使用折叠/映射比较SML中的两个列表？

Question

Say I have two lists, [1,2,3] and [9,2,3] . Say I'm given a third value, 2 . If I want to find out if this value is in both lists, but I can only use foldl/foldr/map to do so (no let environments or custom recursion outside of map/foldr/foldl), how can I do so? This is a homework question for a programming class and I've been stuck on it for a week now.

Answer 1

There is a number of things you can do to approach this assignment:

1. Write a stub for the function, so you know what you're dealing with:

    fun isInBoth (xs, ys, z) = ... 

   where this function returns something of type bool .

2. Think about how you might solve this if it were just membership in one list:

    (* Using built-in functions *) fun isInList (xs, z) = List.exists (fn x => x = z) xs (* Using recursion directly *) fun isInList ([], z) = false | isInList (x::xs, z) = x = z orelse isInList (xs, z) 

3. Rule out the use of map , since this produces a 'b list , not a bool .

4. Proceed to solve this using folding for just one list:

    fun isInList (xs, z) = foldl (fn (x, acc) => ...) ... xs 

   where acc is the value that foldl accumulates upon each recursive call.

   The first ... must reflect whether the presence of the value x in the list makes a difference to the result of the function, or if any previously regarded element made a difference (using acc as a proxy).

   The second ... is a bool that represents the default value in case xs is empty, and is the base case for the recursion that foldl performs.

   Be aware that folding in Standard ML is an eager process: It goes through the whole list, beyond when it has come to the conclusion that an element is present. For that reason, on average, List.exists is a better combinator for searching a single list. In lazily evaluated languages, folding might be equivalent.

5. Proceed to solve this for two lists, trivially:

    fun isInBoth (xs, ys, z) = isInList (xs, z) andalso isInList(ys, z) 

6. (Optionally,) consider how one might intertwine these two recursive calls and create pairwise folding.

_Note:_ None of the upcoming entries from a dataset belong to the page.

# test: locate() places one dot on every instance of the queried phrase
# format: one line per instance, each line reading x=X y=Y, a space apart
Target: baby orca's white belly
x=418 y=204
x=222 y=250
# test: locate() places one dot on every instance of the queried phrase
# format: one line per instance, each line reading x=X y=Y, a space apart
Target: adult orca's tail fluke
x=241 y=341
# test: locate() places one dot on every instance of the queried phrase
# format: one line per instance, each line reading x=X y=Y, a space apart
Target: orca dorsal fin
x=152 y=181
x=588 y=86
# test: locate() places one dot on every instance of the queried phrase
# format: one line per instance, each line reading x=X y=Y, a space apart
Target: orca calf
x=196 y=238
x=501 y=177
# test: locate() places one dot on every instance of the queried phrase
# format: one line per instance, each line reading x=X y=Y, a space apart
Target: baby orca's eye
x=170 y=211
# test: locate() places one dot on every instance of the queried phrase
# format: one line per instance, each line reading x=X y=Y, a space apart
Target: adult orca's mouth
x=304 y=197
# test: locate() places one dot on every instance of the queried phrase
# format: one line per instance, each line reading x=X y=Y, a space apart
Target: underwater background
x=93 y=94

Actually, there's a function called ListPair.foldl that works like this:

    (* Finds the largest positive integer in two lists, or 0 *) fun max3 (x, y, z) = Int.max (x, Int.max(y, z)) fun maxTwoLists (xs, ys) = ListPair.foldl max3 0 (xs, ys) 

   but it comes with an annoying side-effect:

    val huh = maxTwoLists ([1,2,3], [1,2,3,4]) (* gives 3 *) 

   So if you want to iterate through two lists and regard their elements pairwise, and continue looking in the one list when the other ends, and stop folding in case your criterion is met or no longer can be met, you are dealing with a recursion scheme that neither List.foldl nor ListPair.foldl supports out of the box. If this were not a school exercise that demanded folding, this would be one solution:

    fun isInList (xs, z) = List.exists (fn x => x = z) xs fun isInBoth (x::xs, y::ys, z) = x = z andalso isInList (y::ys, z) orelse (* no needs to look at more xs *) y = z andalso isInList (x::xs, z) orelse (* no needs to look at more ys *) isInBoth (xs, ys, z) (* keep looking in both *) | isInBoth ([], ys, z) = false (* not found in xs *) | isInBoth (xs, [], z) = false (* not found in ys *) 

   Abstracting the recursion pattern into a function similar to ListPair.foldl probably isn't that useful.

Answer 2

You can simply use some form of guarantee from the foldl function, combined with the and operator as :

fun intersection l1 l2 v = (#1 (foldl (fn (x,y) => if (x = (#2 y)) then (true, (#2 y)) else y) (false, v) l1)) andalso (#1 (foldl (fn (x,y) => if (x = (#2 y)) then (true, (#2 y)) else y) (false, v) l2))

This is elegant, simple and in one-line (though, arguably, for style purposes you probably want it to be in more than one line).